Documents¶

Documents are files, URLs, or plain text that you upload into a project. The platform automatically chunks and indexes them so their content becomes searchable and extractable into the knowledge graph.

Supported sources¶

Source type	Description
File upload	PDF, Word, Markdown, plain text, and other formats
URL	Web pages fetched and converted to text
Text	Raw text content submitted directly via API
Data source sync	Documents imported automatically from connected integrations (see Data Sources)

Uploading a Document¶

CLIAPI (file)API (URL)

memory documents upload ./report.pdf --project my-project
memory documents upload https://example.com/spec.html --project my-project

POST /api/documents/upload
Content-Type: multipart/form-data

file=@report.pdf

POST /api/documents
Content-Type: application/json

{
  "sourceUrl": "https://example.com/spec.html",
  "sourceType": "url"
}

After upload the document enters a conversion pipeline: the file is parsed, split into chunks, and each chunk is embedded for semantic search.

Document fields¶

Field	Description
`filename`	Original file name
`sourceUrl`	URL if the document came from a web source
`mimeType`	Detected MIME type
`fileSizeBytes`	File size
`conversionStatus`	`pending` · `processing` · `completed` · `failed`
`chunks`	Number of text chunks created
`embeddedChunks`	Number of chunks with embeddings (ready for semantic search)
`totalChars`	Total character count across all chunks
`extractionStatus`	Status of AI entity extraction (if auto-extraction is enabled)

Listing Documents¶

CLIAPI

memory documents list --project my-project

GET /api/documents?projectId={id}&limit=50

Viewing Document Content¶

Preview the converted text content of a document:

GET /api/documents/{id}/content

Download the original file:

GET /api/documents/{id}/download

Automatic Extraction¶

If the project has auto_extract_objects enabled, the platform runs AI extraction on every new document to populate the knowledge graph with typed objects and relationships.

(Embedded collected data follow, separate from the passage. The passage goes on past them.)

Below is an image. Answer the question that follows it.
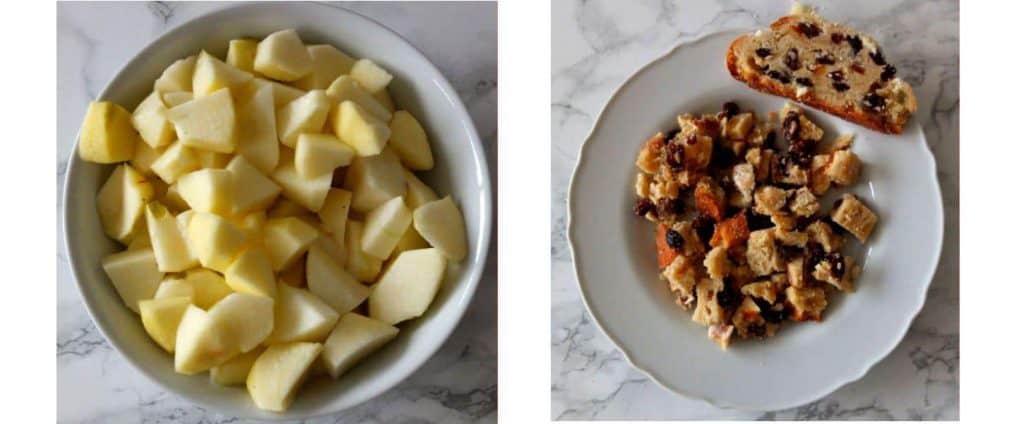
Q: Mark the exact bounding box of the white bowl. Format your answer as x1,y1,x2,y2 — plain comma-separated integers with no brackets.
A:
568,31,943,410
61,3,491,420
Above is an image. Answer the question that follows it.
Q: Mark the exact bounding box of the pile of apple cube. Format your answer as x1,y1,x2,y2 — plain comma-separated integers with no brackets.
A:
77,29,468,412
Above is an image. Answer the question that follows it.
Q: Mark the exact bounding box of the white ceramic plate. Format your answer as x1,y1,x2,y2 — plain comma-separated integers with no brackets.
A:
62,3,491,420
567,30,942,411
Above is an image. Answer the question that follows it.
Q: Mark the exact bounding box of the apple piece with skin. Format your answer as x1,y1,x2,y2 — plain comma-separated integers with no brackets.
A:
361,196,412,259
321,313,398,378
295,133,354,178
343,149,406,213
294,44,355,90
176,169,234,216
369,248,446,325
130,139,164,176
184,268,233,309
97,164,154,243
224,246,277,298
403,170,439,209
306,244,368,314
226,39,258,73
175,305,238,375
413,196,468,262
150,141,200,184
373,88,396,112
132,91,176,148
388,111,434,170
343,220,382,282
192,50,253,98
154,55,196,93
271,150,332,212
254,29,313,82
140,296,191,352
101,248,164,313
246,342,323,412
161,91,193,108
146,202,199,272
325,75,392,122
154,277,195,301
263,217,319,271
317,189,352,239
78,101,138,164
211,347,263,386
166,87,237,154
330,100,391,157
226,155,281,215
235,83,279,174
267,283,340,343
350,59,393,93
276,89,331,148
186,212,248,273
207,292,274,352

You can also trigger extraction manually from the document detail view in the admin UI, or via the extraction API.

Extraction pipeline

Extraction runs asynchronously. Monitor progress via Tasks or the admin extraction panel.

Deletion Impact¶

Before deleting a document, check what would be affected:

GET /api/documents/{id}/deletion-impact

Returns counts of chunks, embeddings, and graph objects that were sourced from this document.

Bulk impact check:

POST /api/documents/deletion-impact
{ "ids": ["doc_1", "doc_2"] }

Deleting Documents¶

CLIAPI

memory documents delete <doc-id> --project my-project

DELETE /api/documents/{id}

Bulk delete:

DELETE /api/documents
{ "ids": ["doc_1", "doc_2"] }

Warning

Deleting a document removes its chunks and embeddings. Graph objects extracted from it are not automatically deleted — they remain in the graph.

Chunking¶

Documents are split into overlapping text segments (chunks) for retrieval. Chunking behavior is configured per project:

Setting	Description
`strategy`	`character` (default), `sentence`, or `paragraph`
`maxChunkSize`	Maximum characters per chunk
`minChunkSize`	Minimum characters per chunk
`overlap`	Character overlap between consecutive chunks

Configure via Project Settings → Chunking or via PATCH /api/projects/{id} with the chunking_config field.

To re-chunk a specific document after changing the config:

POST /api/documents/{id}/recreate-chunks